Keyboard shortcuts

Press or to navigate between chapters

Press S or / to search in the book

Press ? to show this help

Press Esc to hide this help

Agent

The agent runs on each managed host as a systemd service. It polls the control plane for a desired generation, applies changes when a mismatch is detected, runs health checks, reports status, and automatically rolls back on failure.

Enabling the agent

services.nixfleet-agent = {
  enable = true;
  controlPlaneUrl = "https://fleet.example.com";
  tags = ["web" "prod" "eu-west"];
  pollInterval = 60;
  healthInterval = 60;

  healthChecks = {
    systemd = [{ units = ["nginx.service" "postgresql.service"]; }];
    http = [{
      url = "http://localhost:8080/health";
      expectedStatus = 200;
      timeout = 3;
      interval = 5;
    }];
    command = [{
      name = "disk-space";
      command = "test $(df --output=pcent / | tail -1 | tr -d '% ') -lt 90";
      timeout = 5;
      interval = 10;
    }];
  };
};

Agent options

See Agent Options for the full option reference including TLS, metrics, health checks, and systemd service details.

Deploy cycle

On every poll tick the agent runs a single sequential deploy cycle (run_deploy_cycle) to completion - no cooperative state machine, no interruptible transitions:

  1. Check - GET /api/v1/machines/<id>/desired-generation returns {hash, cache_url, poll_hint}. If hash matches /run/current-system, the cycle reports “up-to-date” and returns.

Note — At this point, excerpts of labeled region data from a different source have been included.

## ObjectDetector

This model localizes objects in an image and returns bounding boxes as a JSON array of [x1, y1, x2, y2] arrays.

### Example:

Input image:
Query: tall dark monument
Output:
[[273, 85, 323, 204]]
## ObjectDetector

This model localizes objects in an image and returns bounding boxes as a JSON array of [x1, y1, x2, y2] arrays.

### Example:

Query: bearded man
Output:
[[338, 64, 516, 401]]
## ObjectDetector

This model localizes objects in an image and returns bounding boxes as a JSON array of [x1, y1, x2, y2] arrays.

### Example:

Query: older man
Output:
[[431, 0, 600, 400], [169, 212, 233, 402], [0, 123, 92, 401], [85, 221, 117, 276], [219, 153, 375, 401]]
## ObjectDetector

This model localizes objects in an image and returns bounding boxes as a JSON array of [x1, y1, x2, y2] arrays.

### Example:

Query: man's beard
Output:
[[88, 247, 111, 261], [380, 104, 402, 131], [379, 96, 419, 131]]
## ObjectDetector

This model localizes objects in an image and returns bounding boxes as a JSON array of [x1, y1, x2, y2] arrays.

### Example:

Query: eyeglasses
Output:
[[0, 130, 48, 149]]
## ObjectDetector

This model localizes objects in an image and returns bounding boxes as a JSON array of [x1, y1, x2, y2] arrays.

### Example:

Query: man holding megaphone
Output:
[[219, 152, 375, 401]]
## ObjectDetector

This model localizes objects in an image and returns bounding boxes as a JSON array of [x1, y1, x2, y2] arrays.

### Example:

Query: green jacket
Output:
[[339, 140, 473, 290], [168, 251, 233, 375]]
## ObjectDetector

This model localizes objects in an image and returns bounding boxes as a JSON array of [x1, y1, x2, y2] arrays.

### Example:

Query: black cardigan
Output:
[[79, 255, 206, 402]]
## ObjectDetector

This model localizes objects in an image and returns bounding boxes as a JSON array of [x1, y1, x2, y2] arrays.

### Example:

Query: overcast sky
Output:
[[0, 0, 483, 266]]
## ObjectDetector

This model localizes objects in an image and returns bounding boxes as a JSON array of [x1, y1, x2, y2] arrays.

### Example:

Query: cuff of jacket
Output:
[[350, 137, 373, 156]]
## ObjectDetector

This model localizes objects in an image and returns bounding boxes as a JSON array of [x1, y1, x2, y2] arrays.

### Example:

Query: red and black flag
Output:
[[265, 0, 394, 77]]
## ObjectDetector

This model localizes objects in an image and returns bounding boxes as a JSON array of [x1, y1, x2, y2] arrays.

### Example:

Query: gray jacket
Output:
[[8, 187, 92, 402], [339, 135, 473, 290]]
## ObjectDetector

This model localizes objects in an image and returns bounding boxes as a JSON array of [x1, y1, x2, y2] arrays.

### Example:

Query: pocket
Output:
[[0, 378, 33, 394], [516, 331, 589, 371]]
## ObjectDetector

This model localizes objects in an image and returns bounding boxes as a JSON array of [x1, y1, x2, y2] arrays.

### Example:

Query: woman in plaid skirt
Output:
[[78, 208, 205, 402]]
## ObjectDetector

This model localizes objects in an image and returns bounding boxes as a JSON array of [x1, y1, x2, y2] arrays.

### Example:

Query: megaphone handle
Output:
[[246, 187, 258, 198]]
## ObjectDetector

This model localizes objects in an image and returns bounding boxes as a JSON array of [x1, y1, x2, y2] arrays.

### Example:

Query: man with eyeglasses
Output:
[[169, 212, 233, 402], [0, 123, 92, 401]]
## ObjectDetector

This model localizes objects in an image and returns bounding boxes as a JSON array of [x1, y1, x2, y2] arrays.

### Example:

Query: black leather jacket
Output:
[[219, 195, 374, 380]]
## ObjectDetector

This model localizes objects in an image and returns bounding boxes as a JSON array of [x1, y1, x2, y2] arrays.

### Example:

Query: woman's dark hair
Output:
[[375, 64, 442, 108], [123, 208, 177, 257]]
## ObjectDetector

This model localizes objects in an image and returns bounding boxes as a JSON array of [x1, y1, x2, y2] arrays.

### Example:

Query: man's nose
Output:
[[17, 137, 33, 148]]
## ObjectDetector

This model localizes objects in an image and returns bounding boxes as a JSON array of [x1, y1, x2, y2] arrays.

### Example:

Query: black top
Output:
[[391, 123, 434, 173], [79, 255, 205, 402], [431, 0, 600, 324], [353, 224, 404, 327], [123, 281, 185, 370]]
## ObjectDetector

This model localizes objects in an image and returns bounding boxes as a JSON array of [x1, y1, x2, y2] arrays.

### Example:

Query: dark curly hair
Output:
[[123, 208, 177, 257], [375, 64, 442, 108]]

If poll_hint is set (active rollout), the next poll is scheduled at that shorter interval.
  2. Fetch - if the generation differs, the agent runs nix copy --from <cache_url> <hash>. With no cache URL, it falls back to nix path-info to verify the path was pre-pushed out-of-band.
  3. Apply - runs <hash>/bin/switch-to-configuration switch as a subprocess. The agent is a privileged root service - sandboxing is minimal because switch-to-configuration needs access to /dev, /home, /root, cgroups, and kernel modules to do its job.
  4. Verify - runs all configured health checks. If any fail, the agent transitions to rollback.
  5. Report - posts a Report to the CP with current_generation, success, and message. The executor uses current_generation to verify the machine has actually applied the new generation before accepting health-gated completion.

On any failure (network, fetch, apply, or verify), the cycle returns PollOutcome::Failed and the main loop reschedules the next poll to retryInterval (30s by default) instead of the full pollInterval. This handles bootstrap races (agent polls before the CP has a release), transient network failures, and flaky fetches.

Periodic health reports run on a separate healthInterval tick (default 60s) independent of the deploy cycle. The executor only counts a health report toward batch completion when the machine’s current_generation matches the desired store path from the release entry.

Health checks

Three types of health check are supported, all configured declaratively in Nix:

Systemd units

Verify that critical systemd units are in the active state.

healthChecks.systemd = [{
  units = ["nginx.service" "postgresql.service"];
}];

HTTP endpoints

Send a GET request and verify the response status code.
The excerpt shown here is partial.